Kitchen Cabinets: Staining Options
Deciding to stain your kitchen cabinets immediately leads to the next choice: What kind of stain to use. There is no shortage of types of stains to choose from, each of which will bring out the natural look of the wood and enhance its appearance. What separates one stain from another is its base (oil/alcohol), its degree of opaquity/transparency and the difficulty of application.
Types of Stains and Their Attributes:
- Alcohol-base stains dry faster than other types of wood stains.
- Opaque stains come in a variety of colors and are used for a more decorative finish.
- Pigment-type stains use a powder solution that is easy to apply.
- Protective wood stains contain an element of lacquer, or polyurethane finish.
- Semitransparent stains are lighter in tone.
- Transparent stains are the lightest stain variety.
- Water-base stains penetrate wood deeply and reduce streaks and blotches.
- Wax-base stains are similar to wax-base and leave a glossy finish.
- Oil-base stains are similar to alcohol-based stains and relatively quick.
Step 1: Understand the Staining Choices
The stain choices you make will determine the look that you will achieve for your wood.
Step 2: Determine the Desired Finish
Based on the types of stains, you should make a determination on the type of finish best fits your project.
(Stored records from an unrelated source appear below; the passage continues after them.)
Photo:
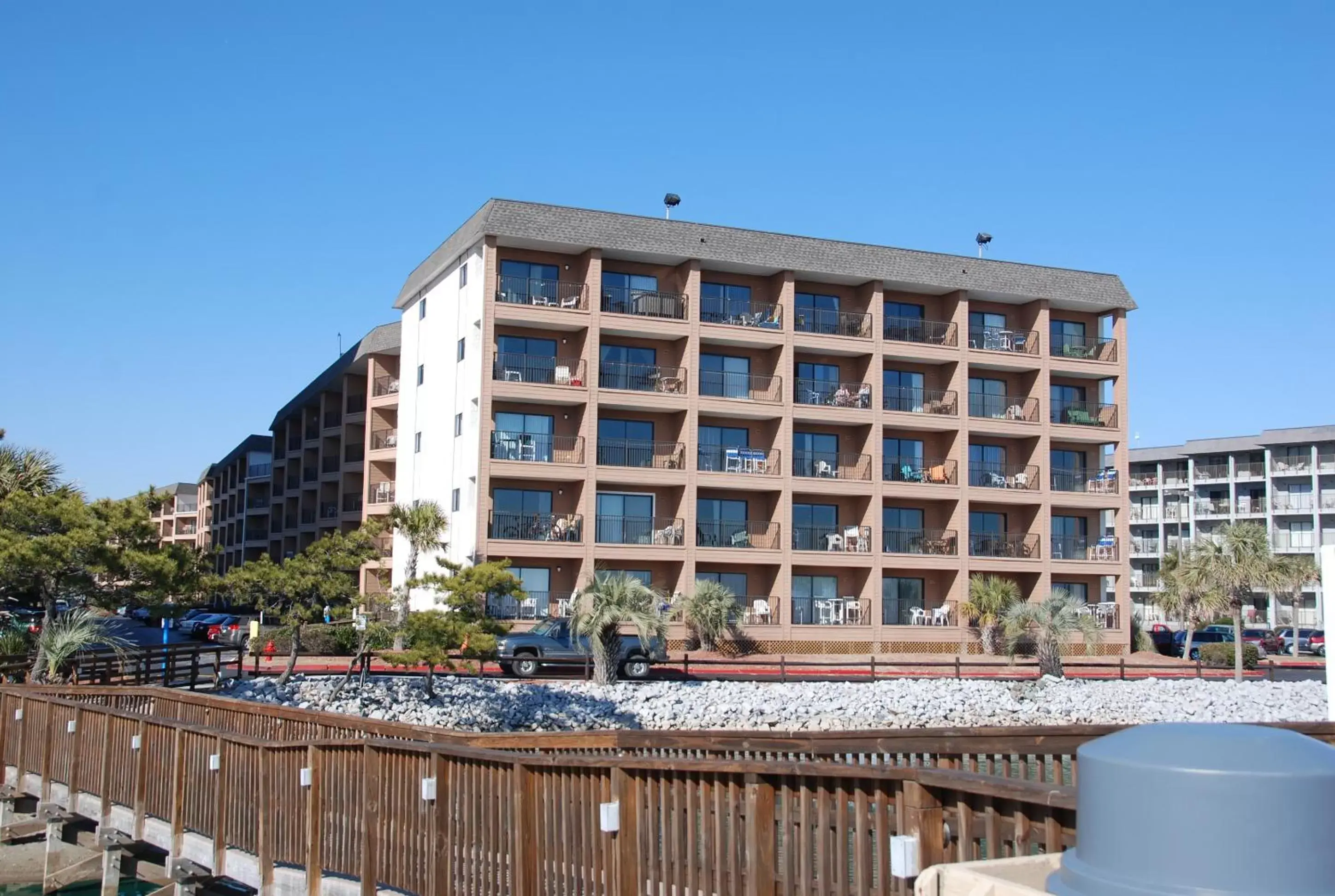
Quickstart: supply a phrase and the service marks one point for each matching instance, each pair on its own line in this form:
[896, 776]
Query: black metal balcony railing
[996, 544]
[664, 456]
[918, 469]
[536, 526]
[920, 401]
[738, 533]
[546, 370]
[752, 388]
[1079, 480]
[1004, 476]
[640, 531]
[537, 448]
[841, 539]
[932, 333]
[919, 541]
[821, 392]
[645, 304]
[832, 465]
[831, 322]
[529, 290]
[735, 459]
[1088, 414]
[1004, 408]
[1083, 348]
[1081, 548]
[643, 378]
[1023, 342]
[741, 313]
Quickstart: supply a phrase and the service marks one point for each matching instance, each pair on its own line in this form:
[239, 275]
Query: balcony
[552, 294]
[741, 313]
[1022, 342]
[1004, 476]
[1087, 414]
[832, 611]
[919, 469]
[1083, 348]
[927, 333]
[1004, 408]
[1081, 548]
[829, 465]
[643, 378]
[536, 526]
[840, 539]
[995, 544]
[738, 533]
[920, 401]
[733, 459]
[514, 368]
[1085, 481]
[662, 456]
[537, 448]
[820, 392]
[644, 304]
[748, 388]
[640, 531]
[836, 324]
[920, 541]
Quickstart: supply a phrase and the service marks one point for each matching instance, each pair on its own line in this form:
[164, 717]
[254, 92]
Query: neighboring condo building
[334, 452]
[238, 493]
[840, 433]
[1283, 480]
[178, 516]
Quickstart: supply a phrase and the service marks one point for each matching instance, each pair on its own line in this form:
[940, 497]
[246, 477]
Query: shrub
[1222, 655]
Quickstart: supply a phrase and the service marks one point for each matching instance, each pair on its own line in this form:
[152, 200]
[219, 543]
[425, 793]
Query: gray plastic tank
[1191, 808]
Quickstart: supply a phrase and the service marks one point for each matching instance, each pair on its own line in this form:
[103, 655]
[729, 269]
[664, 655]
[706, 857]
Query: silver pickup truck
[521, 654]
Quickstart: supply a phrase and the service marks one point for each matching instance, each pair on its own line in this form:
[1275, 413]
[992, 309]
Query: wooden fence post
[760, 837]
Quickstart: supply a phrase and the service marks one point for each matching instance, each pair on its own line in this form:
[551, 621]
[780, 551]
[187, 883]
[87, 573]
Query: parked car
[521, 654]
[1202, 637]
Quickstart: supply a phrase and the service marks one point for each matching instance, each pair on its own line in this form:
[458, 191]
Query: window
[727, 376]
[817, 313]
[723, 302]
[899, 597]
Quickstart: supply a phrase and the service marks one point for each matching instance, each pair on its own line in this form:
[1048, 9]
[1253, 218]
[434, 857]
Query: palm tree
[608, 603]
[422, 525]
[29, 471]
[1235, 565]
[990, 599]
[1051, 623]
[1291, 575]
[709, 613]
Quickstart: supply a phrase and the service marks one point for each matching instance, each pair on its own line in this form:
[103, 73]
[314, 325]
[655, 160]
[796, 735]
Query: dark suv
[521, 654]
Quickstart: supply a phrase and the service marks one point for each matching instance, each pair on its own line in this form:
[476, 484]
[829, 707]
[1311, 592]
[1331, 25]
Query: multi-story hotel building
[177, 519]
[238, 493]
[840, 433]
[334, 452]
[1283, 480]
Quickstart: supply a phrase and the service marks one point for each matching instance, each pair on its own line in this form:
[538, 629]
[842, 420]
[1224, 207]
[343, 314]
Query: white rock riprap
[490, 706]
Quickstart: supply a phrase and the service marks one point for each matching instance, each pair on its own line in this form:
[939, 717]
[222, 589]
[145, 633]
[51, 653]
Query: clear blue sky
[197, 198]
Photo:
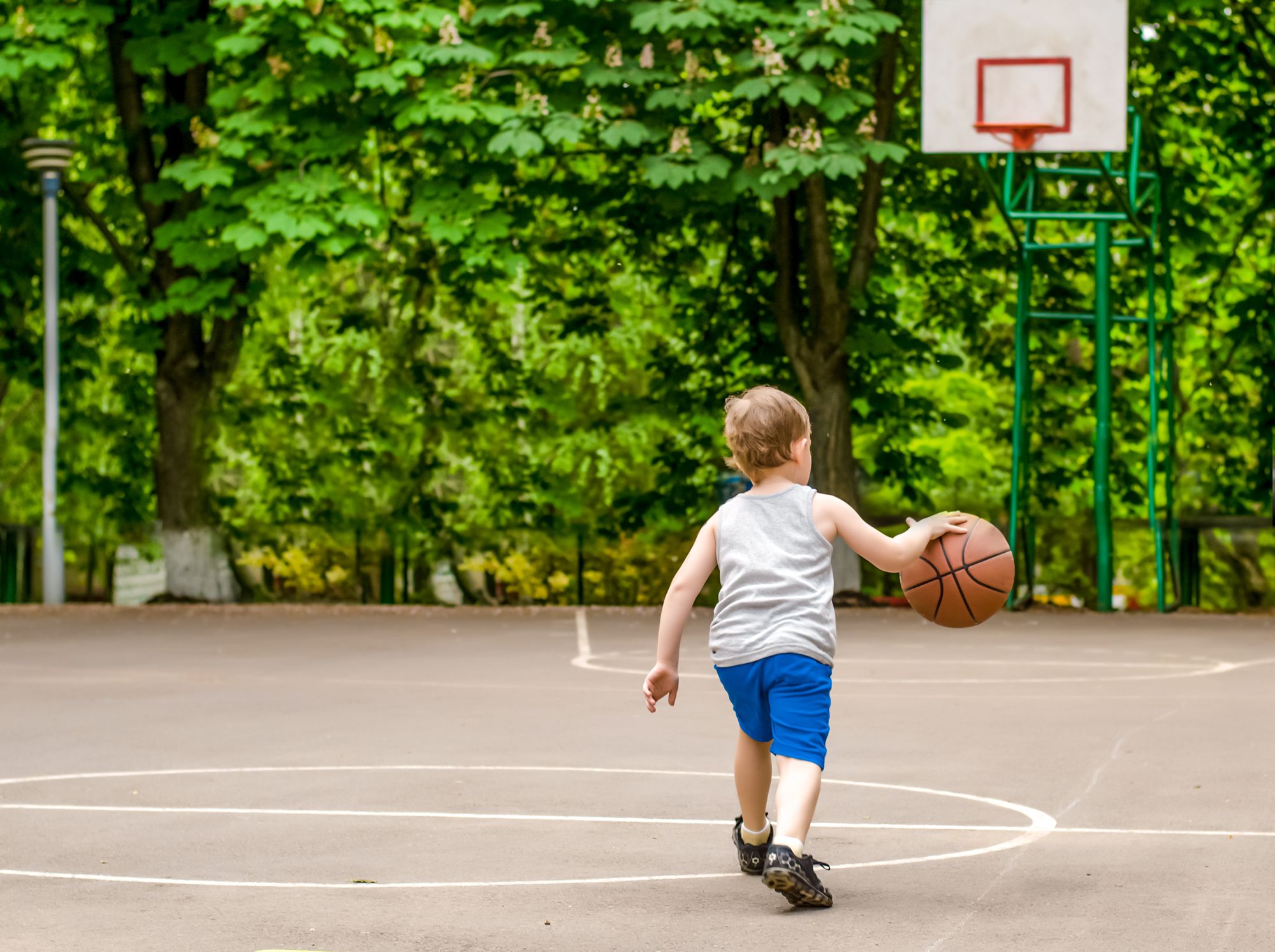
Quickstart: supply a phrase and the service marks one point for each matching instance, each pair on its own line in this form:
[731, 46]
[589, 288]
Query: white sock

A decorative project calls for an opaque stain while a need for fast drying dictates the use of alcohol and oil-based stains. A home improvement center representative can assist you in choosing the correct finish type.
Step 3: Sample Different Stains
Request samples or purchase smaller size containers of different types of stains. Take the samples home and apply them to a scrap piece of wood that is similar to the wood that you will be staining. This will give you an opportunity to compare the finishes and determine the best stain.
Step 4: Choose the Best Stain
Based on the samples test, choose the stain that gives you the best coverage relative to your project and the look that you are seeking to achieve. Once that selection has been made, purchase an adequate amount based on your staining needs for the staining project.
First, sand and clean all surfaces that are going to be stained. This helps the stain adhere better to the wood and provides you a with a clean surface to work with.
Step 5: Apply a Stain and Varnish Coat
Apply the stain as instructed, using a rag to work the stain into the wood, going with the grain. As the first coat of stain dries, apply a second coat. Seal the stain with a polyurethane sealer and allow the cabinets to dry before installing and doors or hardware. Allow the stain and polyurethane coat to dry completely before reattaching the hardware.